### NLP Augmentation Hands-On


Augmentation in Computer Vision is one of the important techniques and has proved to be effective. 
In NLP, augmentation is also tried and shown imporovements in quite a few cases.

In this part, We will first undestand the following

    -What Data Augmentation is and why it works?

    -Why it works so well Computer Vision?

    -Benefits on Augmentation.
    
    -Types of NLP Augmentation.

Then we will jump into one of the types of NLP Augmentation and will do hands-on.

#### What augmentation is and why it works?

Data Augmentation is a technique to sythetically generate new data points such that generated data have same semantics
as of original data. In other words Data Augmentation is semantically invariant transformation.

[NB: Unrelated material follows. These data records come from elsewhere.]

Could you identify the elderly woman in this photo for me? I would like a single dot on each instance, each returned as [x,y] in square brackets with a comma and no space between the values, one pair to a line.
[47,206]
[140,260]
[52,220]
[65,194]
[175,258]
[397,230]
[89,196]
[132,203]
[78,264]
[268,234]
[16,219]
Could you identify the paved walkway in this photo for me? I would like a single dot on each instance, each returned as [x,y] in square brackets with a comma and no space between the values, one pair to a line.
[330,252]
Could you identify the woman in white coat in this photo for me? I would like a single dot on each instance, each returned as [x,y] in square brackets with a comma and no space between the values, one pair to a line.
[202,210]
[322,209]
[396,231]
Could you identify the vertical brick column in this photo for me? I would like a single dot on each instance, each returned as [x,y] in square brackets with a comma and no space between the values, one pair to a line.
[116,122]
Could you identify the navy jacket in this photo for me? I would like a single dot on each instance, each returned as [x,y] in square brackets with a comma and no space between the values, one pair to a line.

Data Augmentation has these primary reasons to work.

- Data Scarcity


- Improves generalization capabilities (reuce overfitting)


- Test Time Augmentation (Confident Prediction)


#### Why it works so well Computer Vision?

In Computer vision, particulally Deep Learning algorithms are data hungary. It means more data is always welcome.

Though there are some researcher object the volume vs quality of data. If you want to undestand more aabout it please
go through this https://www.slideshare.net/xamat/10-lessons-learned-from-building-machine-learning-systems


Transformations applied on image during augmenation still preserve the meaning, hence are semantically invariant transformation. (reference - https://medium.com/secure-and-private-ai-writing-challenge/data-augmentation-increases-accuracy-of-your-model-but-how-aa1913468722)

!["Image Aumentation"](image_aug_3.png)

#### Rules of Data Augmentation 

1. The augmented data must follow a statistical distribution similar to that of the original data.


2. A human being should not be able to distinguish between the amplified data and the original data.


3. Data augmentation involves semantically invariant transformations.


4. In supervised learning, the transformations allowed for data augmentation are those that do not modify the class label of the new data generated.


5. In order to respect the semantic invariance, the number of successive or combined transformations must be limited, empirically to two (2).


Reference for above Rules [Text Data Augmentation Made Simple](https://arxiv.org/abs/1812.04718)

#### Benefits of Data Augmentation

Benefits of augmentation is widely docoments in Computer vision research.

- Implicit regularization


- Semi-Supervised applications, insufficient data.


- Cost effective way to data gathering and labeling. Automated synthetic data generation helps to alliviate tedious data collection process.

Now we have some understanding of Data Augmentation we will shift our attention to text augmentation. Text augmentation and NLP Augmentation could be treated as synonym.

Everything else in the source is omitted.